Caractéristiques géographiques (prééminence de l’environnement montagnard pour comprendre la ville), caractéristiques sociologiques (on notera notamment la présence de seulement 30 % de natifs, évidemment la présence massive des ingénieurs et des étudiants), caractéristiques économiques (énergie, nouvelles technologies, tourisme), caractéristiques historiques (selon une présentation plus objective du temps long où l’on trouve Lesdiguières et Napoléon, et non exclusivement la journée des tuiles), caractéristiques politiques (le côté frondeur de la ville peut-être plus que révolutionnaire, la terre d’innovation, la marque d’Hubert Dubedout, et aujourd’hui la forte marque de l’écologie politique), caractéristiques urbaines (cette ville issue des Jeux Olympiques de 1968, découpée par les lignes de tramways et par les codes postaux, les quartiers difficiles dans la ville et non pas en dehors), caractéristiques culturelles (avec l’un des plus grands musées de beaux-arts de France), tout y passe.

Un portrait agréable, touchant, pluraliste et objectif de Grenoble, qui permet de réfléchir sur cette ville sur des bases saines.

René Favier (dir.), Grenoble, Histoire d’une ville (Glénat, 2010)

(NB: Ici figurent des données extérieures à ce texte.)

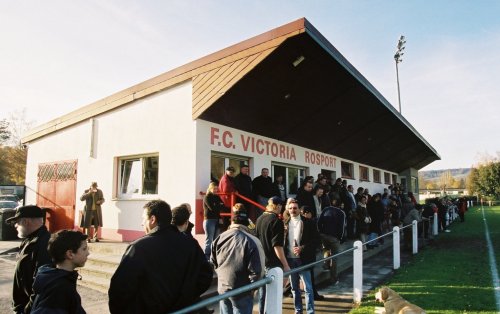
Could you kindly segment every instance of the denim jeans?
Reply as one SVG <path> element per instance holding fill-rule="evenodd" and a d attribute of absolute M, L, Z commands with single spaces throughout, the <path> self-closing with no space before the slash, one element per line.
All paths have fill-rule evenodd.
<path fill-rule="evenodd" d="M 287 258 L 290 269 L 302 266 L 300 258 Z M 293 303 L 295 306 L 295 313 L 302 313 L 302 296 L 300 293 L 300 281 L 304 282 L 304 290 L 306 293 L 306 312 L 308 314 L 314 313 L 314 292 L 311 282 L 311 272 L 309 269 L 299 273 L 290 275 L 290 284 L 292 285 Z"/>
<path fill-rule="evenodd" d="M 253 296 L 245 295 L 221 300 L 219 306 L 221 314 L 252 314 Z"/>
<path fill-rule="evenodd" d="M 266 267 L 266 273 L 264 275 L 267 276 L 267 272 L 270 268 Z M 259 314 L 265 314 L 266 309 L 266 285 L 263 285 L 259 288 Z"/>
<path fill-rule="evenodd" d="M 218 235 L 219 219 L 205 219 L 203 220 L 203 230 L 205 231 L 205 256 L 210 260 L 212 250 L 212 242 Z"/>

Grenoble, capitale provinciale, ville alpine, ville de l’innovation… Tous ces qualificatifs sont autant d’attributs historiques construits au cours des siècles et entretenus par la mémoire collective. L’identité de Grenoble, l’histoire particulière de la cité et de ses habitants est finalement trop mal connue pour qu’on ne prenne pas le temps de la revisiter. La dernière histoire de la ville avait été publiée dans les années 1970. Il était nécessaire de se plonger à nouveau dans le passé à la lumière des découvertes récentes, afin de comprendre la Grenoble d’aujourd’hui. De la Cularo antique au polygone scientifique, des inondations médiévales à l’avènement de la maison de la Culture, de la ville épiscopale à l’olympisme, deux mille ans d’histoire sont convoqués dans ce livre pour brosser le portrait en relief d’une ville qui a souvent été à la pointe, et qui continue de se singulariser.

Pourquoi on aime bien :

Difficile d’établir une bibliographie même sommaire sur Grenoble sans évoquer le « beau livre » relatif à l’histoire de Grenoble dirigé par René Favier. Accompagné de très belles illustrations parmi lesquelles les plus belles peintures de Grenoble, cet ouvrage aborde toutes les époques de la ville de Grenoble, de la Grenoble gallo-romaine jusqu’au laboratoire des années 1950, et la science comme cœur de la ville d’aujourd’hui.

De quoi comprendre que le caractère de laboratoire de Grenoble nous vient effectivement de loin et qu’il s’avère impératif de le conserver, de l’approfondir et de l’améliorer si on veut rester fidèle à ce qu’est cette ville et l’aider à préparer demain.